Salió por fin y se detuvo en la linde; pero era
imposible permanecer quieto bajo ese sol y ese cansancio. Marchó de nuevo. Al
calor quemante que crecía sin cesar desde tres días atrás, agregábase ahora el
sofocamiento del tiempo descompuesto. El cielo estaba blanco y no se sentía un
soplo de viento. El aire faltaba, con angustia cardíaca que no permitía
concluir la respiración.
Mister Jones se convenció de que había traspasado su
límite de resistencia. Desde hacía rato le golpeaba en los oídos el latido de
las carótidas. Sentíase en el aire, como si dentro de la cabeza le empujaban el
cráneo hacia arriba. Se mareaba mirando el pasto. Apresuró la marcha para
acabar con eso de una vez… y de pronto volvió en sí y se halló en distinto
paraje: había caminado media cuadra sin darse cuenta de nada. Miró atrás y la
cabeza se le fue en un nuevo vértigo.
Entretanto, los perros seguían tras él, trotando con
toda la lengua afuera. A veces, asfixiados, deteníanse en la sombra de un
espartillo; se sentaban precipitando su jadeo, pero volvían al tormento del
sol. Al fin, como la casa estaba ya próxima, apuraron el trote.
Fue en ese momento cuando Old, que iba delante, vio
tras el alambrado de la chacra a mister Jones, vestido de blanco, que caminaba
hacia ellos. El cachorro, con súbito recuerdo, volvió la cabeza a su patrón, y
confrontó:
—¡La Muerte, la Muerte! —aulló.
Los otros lo habían visto también, y ladraban
erizados. Vieron que atravesaba el alambrado, y un instante creyeron que se iba
a equivocar; pero al llegar a cien metros se detuvo, miró el grupo con sus ojos
celestes, y marchó adelante.
—¡Que no camine ligero el patrón! —exclamó Prince.

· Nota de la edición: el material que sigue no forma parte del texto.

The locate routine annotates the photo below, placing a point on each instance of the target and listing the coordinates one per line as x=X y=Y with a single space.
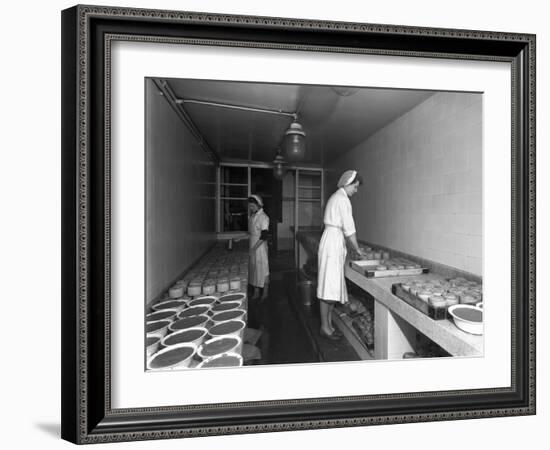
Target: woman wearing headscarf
x=339 y=227
x=258 y=229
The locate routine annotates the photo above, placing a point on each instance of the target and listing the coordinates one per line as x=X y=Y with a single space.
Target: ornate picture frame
x=87 y=35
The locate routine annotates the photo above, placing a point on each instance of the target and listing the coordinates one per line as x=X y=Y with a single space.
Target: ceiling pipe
x=239 y=107
x=166 y=90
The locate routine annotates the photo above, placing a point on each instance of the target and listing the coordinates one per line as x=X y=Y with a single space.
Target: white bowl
x=469 y=326
x=176 y=365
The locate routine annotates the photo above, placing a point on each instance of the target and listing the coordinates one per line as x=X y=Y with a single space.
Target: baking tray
x=434 y=313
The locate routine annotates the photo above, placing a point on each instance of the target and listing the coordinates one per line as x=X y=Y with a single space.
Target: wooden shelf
x=345 y=325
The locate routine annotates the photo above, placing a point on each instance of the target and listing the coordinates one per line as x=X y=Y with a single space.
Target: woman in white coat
x=258 y=229
x=339 y=227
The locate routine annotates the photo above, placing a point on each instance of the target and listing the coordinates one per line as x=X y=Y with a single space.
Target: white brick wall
x=423 y=182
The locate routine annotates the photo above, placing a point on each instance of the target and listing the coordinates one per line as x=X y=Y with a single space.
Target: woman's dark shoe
x=337 y=333
x=332 y=336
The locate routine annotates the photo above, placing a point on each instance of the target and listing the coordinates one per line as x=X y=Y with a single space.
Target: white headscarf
x=347 y=178
x=258 y=199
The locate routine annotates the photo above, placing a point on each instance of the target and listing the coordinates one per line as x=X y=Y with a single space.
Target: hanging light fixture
x=279 y=169
x=295 y=141
x=294 y=138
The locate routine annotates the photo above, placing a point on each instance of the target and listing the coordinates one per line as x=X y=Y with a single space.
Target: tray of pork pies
x=386 y=266
x=435 y=297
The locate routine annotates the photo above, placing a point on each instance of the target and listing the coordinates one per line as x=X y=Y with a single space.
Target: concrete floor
x=285 y=339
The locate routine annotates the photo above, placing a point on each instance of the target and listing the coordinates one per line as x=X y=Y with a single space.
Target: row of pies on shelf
x=445 y=293
x=396 y=264
x=206 y=331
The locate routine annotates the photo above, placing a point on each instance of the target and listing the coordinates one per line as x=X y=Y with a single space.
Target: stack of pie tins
x=220 y=307
x=219 y=345
x=208 y=301
x=223 y=360
x=176 y=291
x=152 y=344
x=193 y=335
x=165 y=314
x=232 y=314
x=194 y=311
x=158 y=328
x=177 y=305
x=200 y=320
x=235 y=297
x=228 y=328
x=177 y=356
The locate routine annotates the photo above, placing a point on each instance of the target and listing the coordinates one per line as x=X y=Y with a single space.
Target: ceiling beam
x=167 y=92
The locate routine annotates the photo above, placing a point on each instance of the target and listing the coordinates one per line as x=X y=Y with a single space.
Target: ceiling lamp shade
x=279 y=169
x=295 y=142
x=345 y=91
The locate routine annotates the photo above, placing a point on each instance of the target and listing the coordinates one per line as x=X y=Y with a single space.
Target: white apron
x=331 y=256
x=258 y=266
x=338 y=220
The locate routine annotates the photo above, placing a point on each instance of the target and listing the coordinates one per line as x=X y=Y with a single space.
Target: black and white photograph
x=305 y=224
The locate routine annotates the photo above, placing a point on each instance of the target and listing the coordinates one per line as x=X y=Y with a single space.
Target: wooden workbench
x=396 y=321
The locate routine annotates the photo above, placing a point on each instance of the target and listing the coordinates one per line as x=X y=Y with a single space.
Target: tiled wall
x=180 y=202
x=423 y=182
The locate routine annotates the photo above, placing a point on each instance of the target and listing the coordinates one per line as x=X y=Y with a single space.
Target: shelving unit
x=308 y=189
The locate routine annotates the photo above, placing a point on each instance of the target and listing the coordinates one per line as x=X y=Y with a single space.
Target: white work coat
x=258 y=266
x=339 y=224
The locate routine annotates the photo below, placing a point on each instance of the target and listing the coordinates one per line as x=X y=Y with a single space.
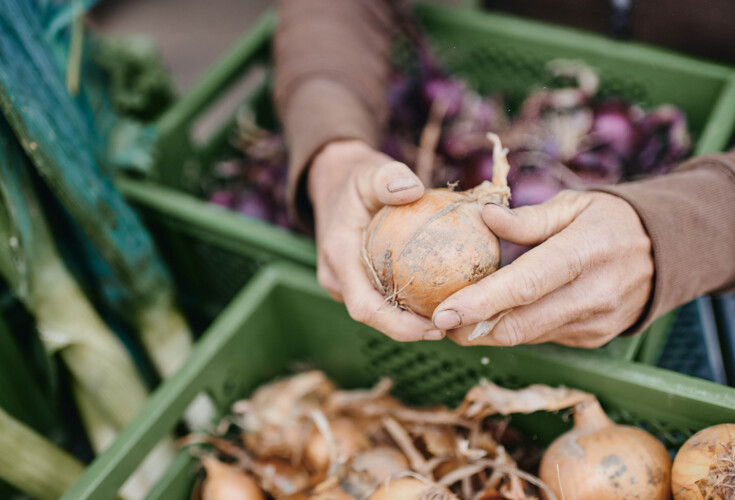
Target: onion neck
x=487 y=192
x=589 y=415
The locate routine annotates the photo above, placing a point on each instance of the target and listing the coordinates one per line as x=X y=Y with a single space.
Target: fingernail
x=505 y=208
x=402 y=184
x=446 y=320
x=434 y=335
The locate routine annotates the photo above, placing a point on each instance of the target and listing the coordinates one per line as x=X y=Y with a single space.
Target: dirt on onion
x=419 y=254
x=704 y=467
x=601 y=460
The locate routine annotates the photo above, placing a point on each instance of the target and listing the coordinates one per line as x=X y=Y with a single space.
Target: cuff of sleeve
x=320 y=111
x=689 y=216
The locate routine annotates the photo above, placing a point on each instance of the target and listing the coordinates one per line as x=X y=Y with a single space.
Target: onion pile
x=421 y=253
x=564 y=137
x=300 y=438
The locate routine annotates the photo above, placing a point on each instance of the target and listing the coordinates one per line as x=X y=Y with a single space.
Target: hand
x=348 y=183
x=588 y=280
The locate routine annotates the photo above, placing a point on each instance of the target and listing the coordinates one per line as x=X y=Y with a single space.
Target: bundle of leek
x=33 y=464
x=108 y=389
x=60 y=141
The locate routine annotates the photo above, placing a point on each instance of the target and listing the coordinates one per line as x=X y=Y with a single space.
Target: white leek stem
x=168 y=341
x=93 y=354
x=101 y=435
x=33 y=464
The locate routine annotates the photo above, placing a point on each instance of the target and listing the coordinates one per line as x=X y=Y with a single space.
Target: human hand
x=588 y=280
x=348 y=183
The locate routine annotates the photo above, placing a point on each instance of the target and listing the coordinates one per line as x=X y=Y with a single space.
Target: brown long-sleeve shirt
x=331 y=76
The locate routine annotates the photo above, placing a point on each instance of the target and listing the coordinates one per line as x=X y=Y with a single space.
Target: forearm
x=331 y=74
x=690 y=218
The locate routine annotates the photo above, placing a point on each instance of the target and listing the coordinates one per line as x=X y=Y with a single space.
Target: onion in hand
x=420 y=253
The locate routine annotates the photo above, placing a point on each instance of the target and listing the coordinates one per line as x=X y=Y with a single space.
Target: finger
x=392 y=183
x=366 y=305
x=533 y=224
x=531 y=277
x=530 y=324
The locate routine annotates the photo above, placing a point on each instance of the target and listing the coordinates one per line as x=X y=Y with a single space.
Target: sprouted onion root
x=420 y=253
x=704 y=468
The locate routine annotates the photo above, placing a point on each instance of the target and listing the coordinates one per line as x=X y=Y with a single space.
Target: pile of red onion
x=566 y=137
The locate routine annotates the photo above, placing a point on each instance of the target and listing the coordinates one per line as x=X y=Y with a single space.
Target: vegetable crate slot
x=283 y=320
x=214 y=251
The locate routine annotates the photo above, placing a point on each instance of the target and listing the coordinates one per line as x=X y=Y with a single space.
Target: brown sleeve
x=690 y=217
x=331 y=74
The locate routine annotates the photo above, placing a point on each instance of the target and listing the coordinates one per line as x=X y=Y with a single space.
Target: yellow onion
x=410 y=488
x=349 y=440
x=420 y=253
x=600 y=460
x=279 y=477
x=704 y=467
x=380 y=462
x=224 y=482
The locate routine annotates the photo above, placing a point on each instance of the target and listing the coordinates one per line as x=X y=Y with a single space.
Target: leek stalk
x=60 y=141
x=33 y=464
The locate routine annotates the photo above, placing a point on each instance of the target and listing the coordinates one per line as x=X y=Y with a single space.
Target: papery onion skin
x=349 y=440
x=409 y=488
x=421 y=253
x=224 y=482
x=704 y=467
x=599 y=460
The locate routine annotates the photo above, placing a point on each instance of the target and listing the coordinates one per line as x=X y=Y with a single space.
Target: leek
x=60 y=141
x=107 y=387
x=33 y=464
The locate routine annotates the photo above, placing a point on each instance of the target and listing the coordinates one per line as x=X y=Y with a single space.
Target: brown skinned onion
x=348 y=439
x=410 y=488
x=600 y=460
x=704 y=467
x=420 y=253
x=224 y=482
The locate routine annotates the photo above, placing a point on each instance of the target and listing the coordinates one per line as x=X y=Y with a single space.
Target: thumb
x=534 y=224
x=391 y=183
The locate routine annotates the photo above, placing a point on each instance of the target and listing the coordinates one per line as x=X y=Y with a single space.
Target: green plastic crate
x=283 y=318
x=215 y=251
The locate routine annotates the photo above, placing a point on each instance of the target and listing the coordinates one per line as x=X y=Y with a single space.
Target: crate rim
x=168 y=402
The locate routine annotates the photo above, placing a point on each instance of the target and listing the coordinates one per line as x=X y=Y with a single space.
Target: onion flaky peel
x=418 y=254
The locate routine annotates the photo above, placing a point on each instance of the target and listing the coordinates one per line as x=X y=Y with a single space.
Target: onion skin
x=599 y=460
x=349 y=440
x=704 y=467
x=421 y=253
x=224 y=482
x=409 y=488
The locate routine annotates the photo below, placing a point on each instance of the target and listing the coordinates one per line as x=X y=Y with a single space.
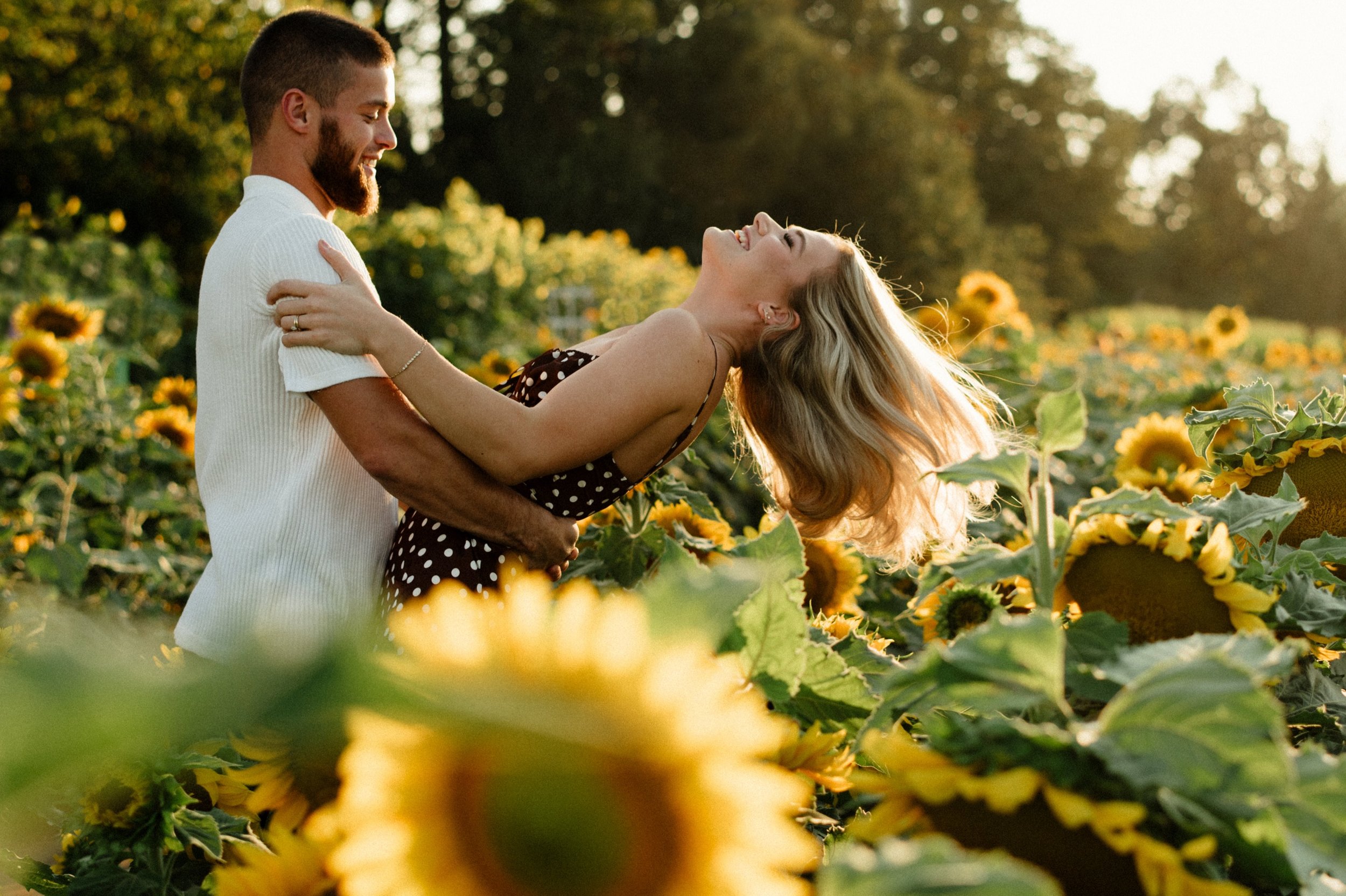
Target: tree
x=664 y=117
x=1245 y=222
x=130 y=105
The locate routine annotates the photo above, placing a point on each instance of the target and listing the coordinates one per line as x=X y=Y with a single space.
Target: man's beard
x=340 y=174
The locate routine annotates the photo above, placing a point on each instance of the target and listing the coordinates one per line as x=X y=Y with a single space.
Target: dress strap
x=677 y=443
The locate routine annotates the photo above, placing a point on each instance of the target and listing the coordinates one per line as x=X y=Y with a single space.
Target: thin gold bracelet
x=424 y=342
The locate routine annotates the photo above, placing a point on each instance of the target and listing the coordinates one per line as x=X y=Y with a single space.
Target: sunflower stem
x=1043 y=536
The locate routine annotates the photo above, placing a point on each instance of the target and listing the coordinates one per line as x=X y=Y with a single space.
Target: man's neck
x=297 y=174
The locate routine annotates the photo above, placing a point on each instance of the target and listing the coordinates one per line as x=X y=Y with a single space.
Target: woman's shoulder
x=674 y=327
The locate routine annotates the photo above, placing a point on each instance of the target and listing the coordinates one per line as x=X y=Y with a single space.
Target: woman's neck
x=734 y=331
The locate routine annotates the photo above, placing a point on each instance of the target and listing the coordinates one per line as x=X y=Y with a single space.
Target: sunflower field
x=1128 y=681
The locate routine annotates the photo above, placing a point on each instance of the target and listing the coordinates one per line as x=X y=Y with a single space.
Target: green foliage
x=131 y=108
x=474 y=279
x=929 y=867
x=1201 y=727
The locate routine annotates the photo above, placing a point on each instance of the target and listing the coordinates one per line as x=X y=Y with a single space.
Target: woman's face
x=763 y=262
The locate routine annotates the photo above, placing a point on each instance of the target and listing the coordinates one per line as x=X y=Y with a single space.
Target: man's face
x=352 y=138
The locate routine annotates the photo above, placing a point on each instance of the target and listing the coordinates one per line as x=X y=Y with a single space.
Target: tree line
x=948 y=135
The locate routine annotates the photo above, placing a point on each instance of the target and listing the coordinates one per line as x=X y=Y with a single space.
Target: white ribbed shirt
x=298 y=529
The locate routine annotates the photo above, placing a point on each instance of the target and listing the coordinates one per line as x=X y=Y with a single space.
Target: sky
x=1291 y=50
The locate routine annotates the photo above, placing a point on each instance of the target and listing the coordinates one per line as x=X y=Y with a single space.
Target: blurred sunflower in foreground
x=493 y=369
x=657 y=784
x=1156 y=454
x=171 y=424
x=39 y=357
x=62 y=319
x=987 y=300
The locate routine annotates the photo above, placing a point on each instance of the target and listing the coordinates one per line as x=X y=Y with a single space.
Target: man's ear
x=299 y=111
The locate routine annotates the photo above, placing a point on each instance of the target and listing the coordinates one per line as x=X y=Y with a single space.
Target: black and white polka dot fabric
x=427 y=553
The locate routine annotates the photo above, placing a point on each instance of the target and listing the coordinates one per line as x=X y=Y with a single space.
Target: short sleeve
x=289 y=251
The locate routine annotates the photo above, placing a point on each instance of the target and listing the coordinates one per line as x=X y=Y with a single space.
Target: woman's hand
x=345 y=318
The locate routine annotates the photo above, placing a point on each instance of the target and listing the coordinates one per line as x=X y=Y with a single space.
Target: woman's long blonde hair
x=849 y=413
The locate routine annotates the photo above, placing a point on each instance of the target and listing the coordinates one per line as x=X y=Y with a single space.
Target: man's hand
x=550 y=544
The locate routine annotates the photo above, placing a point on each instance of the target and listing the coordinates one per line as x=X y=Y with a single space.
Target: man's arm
x=416 y=466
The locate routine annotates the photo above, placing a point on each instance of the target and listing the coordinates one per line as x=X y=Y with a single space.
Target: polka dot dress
x=427 y=553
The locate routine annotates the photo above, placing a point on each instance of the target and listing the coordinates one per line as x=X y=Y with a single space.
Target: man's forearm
x=438 y=481
x=416 y=466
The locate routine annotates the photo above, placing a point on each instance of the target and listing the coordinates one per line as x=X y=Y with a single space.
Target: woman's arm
x=658 y=369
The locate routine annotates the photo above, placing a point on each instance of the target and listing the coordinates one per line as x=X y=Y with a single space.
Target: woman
x=844 y=405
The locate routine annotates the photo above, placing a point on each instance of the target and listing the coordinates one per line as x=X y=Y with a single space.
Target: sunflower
x=964 y=607
x=936 y=321
x=39 y=357
x=990 y=291
x=1163 y=579
x=62 y=319
x=819 y=757
x=682 y=514
x=840 y=626
x=284 y=781
x=833 y=576
x=663 y=790
x=171 y=424
x=292 y=867
x=178 y=392
x=1156 y=454
x=493 y=369
x=1318 y=470
x=116 y=798
x=1088 y=846
x=1228 y=327
x=9 y=404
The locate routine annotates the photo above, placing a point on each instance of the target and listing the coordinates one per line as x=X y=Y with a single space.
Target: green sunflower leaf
x=928 y=867
x=770 y=636
x=1010 y=469
x=1328 y=548
x=980 y=564
x=782 y=545
x=198 y=829
x=1314 y=816
x=830 y=690
x=1131 y=502
x=1247 y=513
x=1062 y=420
x=1306 y=606
x=1204 y=727
x=1007 y=665
x=684 y=595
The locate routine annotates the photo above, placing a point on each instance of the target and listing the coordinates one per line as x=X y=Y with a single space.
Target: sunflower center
x=1322 y=485
x=820 y=579
x=1166 y=456
x=1078 y=860
x=577 y=825
x=114 y=797
x=965 y=612
x=57 y=322
x=1156 y=596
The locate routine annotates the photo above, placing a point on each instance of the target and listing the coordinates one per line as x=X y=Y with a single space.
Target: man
x=302 y=454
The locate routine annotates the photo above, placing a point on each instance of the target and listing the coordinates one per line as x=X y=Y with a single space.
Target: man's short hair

—¡Va a tropezar con él —aullaron todos.
En efecto, el otro, tras breve hesitación, había
avanzado, pero no directamente sobre ellos como antes, sino en línea oblicua y
en apariencia errónea, pero que debía llevarlo justo al encuentro de mister
Jones. Los perros comprendieron que esta vez todo concluía, porque su patrón
continuaba caminando a igual paso como un autómata, sin darse cuenta de nada.
El otro llegaba ya. Hundieron el rabo y corrieron de costado, aullando. Pasó un
segundo, y el encuentro se produjo. Mister Jones se detuvo, giró sobre sí mismo
y se desplomó.
Los peones, que lo vieron caer, lo llevaron a prisa
al rancho, pero fue inútil toda el agua; murió sin volver en sí. Mister Moore,
su hermano materno, fue de Buenos Aires, estuvo una hora en la chacra y en
cuatro días liquidó todo, volviéndose enseguida al sur. Los indios se
repartieron los perros que vivieron en adelante flacos y sarnosos, e iban todas
las noches con hambriento sigilo a robar espigas de maíz en las chacras ajenas.